AP4 Unique Features • Dynamic management: SC will make go/no go decisions on projects; direct authority to add new projects and shift funds – a fundamental difference from traditional grant arrangements. • Priority access to DTP development resources for SC approved projects (must meet DCTD Drug Development Group criteria). • AP4 is a test case for NCI – a partnership between academics, industry, non-profits and the gov’t. • Mingling of funds from gov’t. and partners will lessen gov’t. financial responsibility.

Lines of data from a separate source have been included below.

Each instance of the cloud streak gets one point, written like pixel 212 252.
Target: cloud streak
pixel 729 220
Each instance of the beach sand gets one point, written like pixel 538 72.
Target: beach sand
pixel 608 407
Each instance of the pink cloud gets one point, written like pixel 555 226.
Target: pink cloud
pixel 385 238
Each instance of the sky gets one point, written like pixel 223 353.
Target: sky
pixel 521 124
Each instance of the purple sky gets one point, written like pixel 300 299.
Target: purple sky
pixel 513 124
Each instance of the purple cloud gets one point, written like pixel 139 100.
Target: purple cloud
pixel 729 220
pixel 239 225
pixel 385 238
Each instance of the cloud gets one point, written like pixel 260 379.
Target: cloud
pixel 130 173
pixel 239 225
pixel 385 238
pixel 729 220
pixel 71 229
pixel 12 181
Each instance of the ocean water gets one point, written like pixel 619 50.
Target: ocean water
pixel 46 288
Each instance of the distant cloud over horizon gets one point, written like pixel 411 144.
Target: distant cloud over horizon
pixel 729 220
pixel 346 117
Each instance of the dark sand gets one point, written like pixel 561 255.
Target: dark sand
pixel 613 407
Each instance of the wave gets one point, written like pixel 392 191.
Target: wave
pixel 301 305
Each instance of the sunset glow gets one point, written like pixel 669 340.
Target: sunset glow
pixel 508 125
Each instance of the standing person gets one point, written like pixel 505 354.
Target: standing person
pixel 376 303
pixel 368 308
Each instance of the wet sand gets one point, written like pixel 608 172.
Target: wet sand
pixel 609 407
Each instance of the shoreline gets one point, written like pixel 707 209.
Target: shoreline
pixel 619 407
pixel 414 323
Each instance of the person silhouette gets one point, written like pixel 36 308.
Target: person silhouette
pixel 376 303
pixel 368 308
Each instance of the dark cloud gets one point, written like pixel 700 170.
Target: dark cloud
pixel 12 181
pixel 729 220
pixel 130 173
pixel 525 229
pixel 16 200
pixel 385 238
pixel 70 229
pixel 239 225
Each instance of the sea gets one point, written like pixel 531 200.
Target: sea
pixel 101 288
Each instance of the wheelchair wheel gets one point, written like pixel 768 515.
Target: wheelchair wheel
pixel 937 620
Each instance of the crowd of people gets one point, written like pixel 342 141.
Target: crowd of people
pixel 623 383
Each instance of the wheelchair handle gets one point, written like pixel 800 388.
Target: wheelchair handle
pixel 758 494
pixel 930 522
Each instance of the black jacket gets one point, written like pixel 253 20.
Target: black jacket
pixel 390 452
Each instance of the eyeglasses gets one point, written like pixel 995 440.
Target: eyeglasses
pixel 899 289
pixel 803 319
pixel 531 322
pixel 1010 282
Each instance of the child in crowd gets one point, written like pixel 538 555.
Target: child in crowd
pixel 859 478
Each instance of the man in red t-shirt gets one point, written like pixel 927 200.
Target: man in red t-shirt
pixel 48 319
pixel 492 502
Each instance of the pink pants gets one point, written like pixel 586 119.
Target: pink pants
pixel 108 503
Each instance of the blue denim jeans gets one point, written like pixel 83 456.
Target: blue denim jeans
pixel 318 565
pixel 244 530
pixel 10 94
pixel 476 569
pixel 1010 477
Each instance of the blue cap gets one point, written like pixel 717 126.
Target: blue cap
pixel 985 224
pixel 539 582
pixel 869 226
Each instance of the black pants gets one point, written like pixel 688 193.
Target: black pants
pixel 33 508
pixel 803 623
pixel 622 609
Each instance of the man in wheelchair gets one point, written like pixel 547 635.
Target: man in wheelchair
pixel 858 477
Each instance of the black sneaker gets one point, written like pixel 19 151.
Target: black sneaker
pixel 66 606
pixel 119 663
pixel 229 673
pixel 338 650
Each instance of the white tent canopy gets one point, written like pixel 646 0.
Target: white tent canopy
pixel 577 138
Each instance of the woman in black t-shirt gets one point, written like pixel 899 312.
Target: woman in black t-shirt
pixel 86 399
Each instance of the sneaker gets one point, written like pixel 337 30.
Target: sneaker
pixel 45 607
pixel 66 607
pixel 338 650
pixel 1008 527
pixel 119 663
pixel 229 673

Attraction for Partners • NCI $ support for high risk research of interest to the cancer research community • Establishes long-term relationship between academia, industry, and non-profits • Each partnership determines its own ground rules – defines beneficial interdisciplinary membership • Can develop students knowledgeable in drug discovery and development-relevant research
AP4 Initiation Sequence • NCI - Announcement of program • Proposed AP4 Director – may submit LOI • Proposed AP4 Director - submits application for planning grant • NCI - peer-review of planning grant • Proposed AP4 Director – uses planning grant to find potential partners and form partnership • (Evidence of planning grant success is a submitted Center proposal) • NCI – peer review of Center proposals
AP4 – Anticipated Time Line • 2003 • February/March - Presentation to EC and BSA • July – Present program to the AACR • July - Appears in NIH guide • November - Receipt of planning grant applications • 2004 • February - Review of planning grant applications • June - Planning grant awards • 2005 • June - Receipt of Center applications • September - Review of Center applications • November - NCAB Funding approval • January ‘06 – Awards made
AP4 Conclusion • What is proposed – AP4 Centers will be Cooperative Agreements based at academic or non-profit institutions; membership will be comprised of academics, industry, government and non-profits. • Why - to discover new interventions translatable into therapies, recent NDA filings tell us technology alone is not enough. It is essential that multi-disciplinary and multi-institutional talents be partnered in this effort. • Uniqueness – focus on partnering, new technologies, and underserved diseases, with Gov’t and members sharing costs; SC vested with the power to make immediate go/no go decisions.